Early one August evening, when most people had already left the park, two men sat confronting one another across a chessboard. It was in the pavilion on the north-west side of the Jardin du Luxembourg. Although the aperitif hour was drawing near, their game was being followed with such close attention by a good dozen spectators that no one dreamed of leaving the scene until the battle had been decided one way or another.
The interest of the small crowd was concentrated on the challenger. He was a youngish man with black hair, pale in the face and with blasé, dark eyes. He uttered not a word; his expression never changed; only from time to time he rolled an unlit cigarette between his fingers. He was the very personification of nonchalance.

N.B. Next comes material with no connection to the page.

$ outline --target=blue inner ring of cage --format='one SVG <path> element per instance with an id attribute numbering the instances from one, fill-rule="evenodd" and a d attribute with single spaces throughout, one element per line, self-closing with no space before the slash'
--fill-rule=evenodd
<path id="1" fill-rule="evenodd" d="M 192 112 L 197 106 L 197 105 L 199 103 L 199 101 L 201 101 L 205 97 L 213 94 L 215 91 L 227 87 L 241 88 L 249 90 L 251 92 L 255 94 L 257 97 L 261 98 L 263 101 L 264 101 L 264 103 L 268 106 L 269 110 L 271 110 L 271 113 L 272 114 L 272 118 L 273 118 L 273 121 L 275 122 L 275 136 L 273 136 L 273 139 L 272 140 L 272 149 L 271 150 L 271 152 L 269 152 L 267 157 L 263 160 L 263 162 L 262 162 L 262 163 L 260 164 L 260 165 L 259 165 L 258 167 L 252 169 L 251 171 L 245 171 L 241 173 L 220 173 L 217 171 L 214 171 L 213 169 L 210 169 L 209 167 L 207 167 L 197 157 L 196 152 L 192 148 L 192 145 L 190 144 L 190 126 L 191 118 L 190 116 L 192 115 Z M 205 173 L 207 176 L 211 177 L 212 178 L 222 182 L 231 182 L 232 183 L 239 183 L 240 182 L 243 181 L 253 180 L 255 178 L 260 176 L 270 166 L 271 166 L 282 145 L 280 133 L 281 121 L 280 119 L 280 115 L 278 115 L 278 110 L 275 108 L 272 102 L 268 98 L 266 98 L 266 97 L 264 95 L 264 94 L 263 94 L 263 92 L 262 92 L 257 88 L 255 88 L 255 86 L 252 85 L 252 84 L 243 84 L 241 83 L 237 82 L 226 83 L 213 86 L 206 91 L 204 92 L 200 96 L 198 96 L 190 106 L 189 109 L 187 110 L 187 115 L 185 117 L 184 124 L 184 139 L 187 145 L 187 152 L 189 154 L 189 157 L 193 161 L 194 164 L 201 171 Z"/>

No one knew him; no one had ever seen him play before. And yet from the moment he first seated himself at the chessboard, pale, blasé and silent, and put his pieces in position, there emanated from him so strong an aura that everyone was overcome by the certainty that they were in the presence of a quite extraordinary personality of great and masterly talent. Perhaps it was just his attractive and yet unapproachable appearance, his elegant dress and his handsome physique. Or perhaps it was the calmness and self-assurance of his gestures, or the aura of strangeness and peculiarity that surrounded him – whatever it was, before the first pawn had been moved the onlookers were convinced that this man was a chess player of the very first order and that he would achieve the miracle secretly desired by them all of beating the local chess star.